Saturday, September 13, 2008

The Library Quarterly

If you are planning to purge your bookshelves, you shouldn’t place the stack at the door to take to the garage and then your car, and then the Friends of the Library Sale later. No, if you are really determined, place them in a dark garbage sack, hustle them to your husband’s car, and don’t look back, because they will call to you like a puppy who’s been left in the culvert by a farm, in hopes someone else will want him.

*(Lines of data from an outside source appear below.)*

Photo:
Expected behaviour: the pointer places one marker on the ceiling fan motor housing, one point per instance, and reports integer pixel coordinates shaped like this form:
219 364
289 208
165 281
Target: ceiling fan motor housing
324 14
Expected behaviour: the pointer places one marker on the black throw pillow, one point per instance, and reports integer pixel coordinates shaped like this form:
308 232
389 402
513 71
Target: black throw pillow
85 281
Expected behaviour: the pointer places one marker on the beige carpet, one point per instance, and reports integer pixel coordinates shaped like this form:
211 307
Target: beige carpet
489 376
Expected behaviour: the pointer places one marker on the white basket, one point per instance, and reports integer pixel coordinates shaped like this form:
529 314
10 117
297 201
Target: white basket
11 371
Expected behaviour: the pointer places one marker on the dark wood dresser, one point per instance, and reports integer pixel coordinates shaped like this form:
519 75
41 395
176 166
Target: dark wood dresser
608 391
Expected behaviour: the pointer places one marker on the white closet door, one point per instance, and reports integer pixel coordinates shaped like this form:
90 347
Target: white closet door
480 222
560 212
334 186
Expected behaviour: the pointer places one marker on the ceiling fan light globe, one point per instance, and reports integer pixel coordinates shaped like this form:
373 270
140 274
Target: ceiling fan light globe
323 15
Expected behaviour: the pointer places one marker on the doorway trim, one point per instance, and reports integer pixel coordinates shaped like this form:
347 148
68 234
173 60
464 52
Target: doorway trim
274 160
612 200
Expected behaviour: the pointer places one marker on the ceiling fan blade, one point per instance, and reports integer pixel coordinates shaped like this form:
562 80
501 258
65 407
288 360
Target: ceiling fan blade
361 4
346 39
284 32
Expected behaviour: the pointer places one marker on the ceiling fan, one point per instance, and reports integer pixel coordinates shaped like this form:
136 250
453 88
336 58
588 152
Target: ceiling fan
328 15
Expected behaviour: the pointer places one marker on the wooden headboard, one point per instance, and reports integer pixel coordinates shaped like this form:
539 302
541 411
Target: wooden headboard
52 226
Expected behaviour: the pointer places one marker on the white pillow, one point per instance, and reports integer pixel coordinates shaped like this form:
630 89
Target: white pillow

I looked at this old friend (in the 1960s I was a Slavic cataloger at the University of Illinois and at Ohio State University) lying on the floor this morning and made the mistake of leafing through it. What could be less useful than what librarians were saying about their collections in 1965--collections that specifically dealt with Africa, Latin America, Southeast Asia, Islamic countries, and Russia (the former Soviet Union)? Today’s whiz kids librarians with their Twitter, air guitar and hip-hop programs and digital doo-dahs wouldn’t pause for a moment over a controversy on whether the Library of Congress should be spending time producing cards(!) in the original language or should speed things up with transliteration and English and catch up 20 years later to the incredible disgorging of the Soviet presses when improved technology permitted. Little did we understand in 1965 what “improved technology,” and a very young Russian immigrant who would invent Google, would do to our profession.

No, I just couldn’t do it. I carefully wiped off the mildew (it’s in pristine condition otherwise--none of the pages have loosened the way today’s paperbacks do after one reading), and it will go back on the shelf with all the other unread titles like The Federalist and SoDoku for Dummies. However, I did discard some of my old library school text books like AACR cataloging rules. Not too useful these days, in fact, a bit like reading recipes that call for dollops, swigs and “moderate oven.”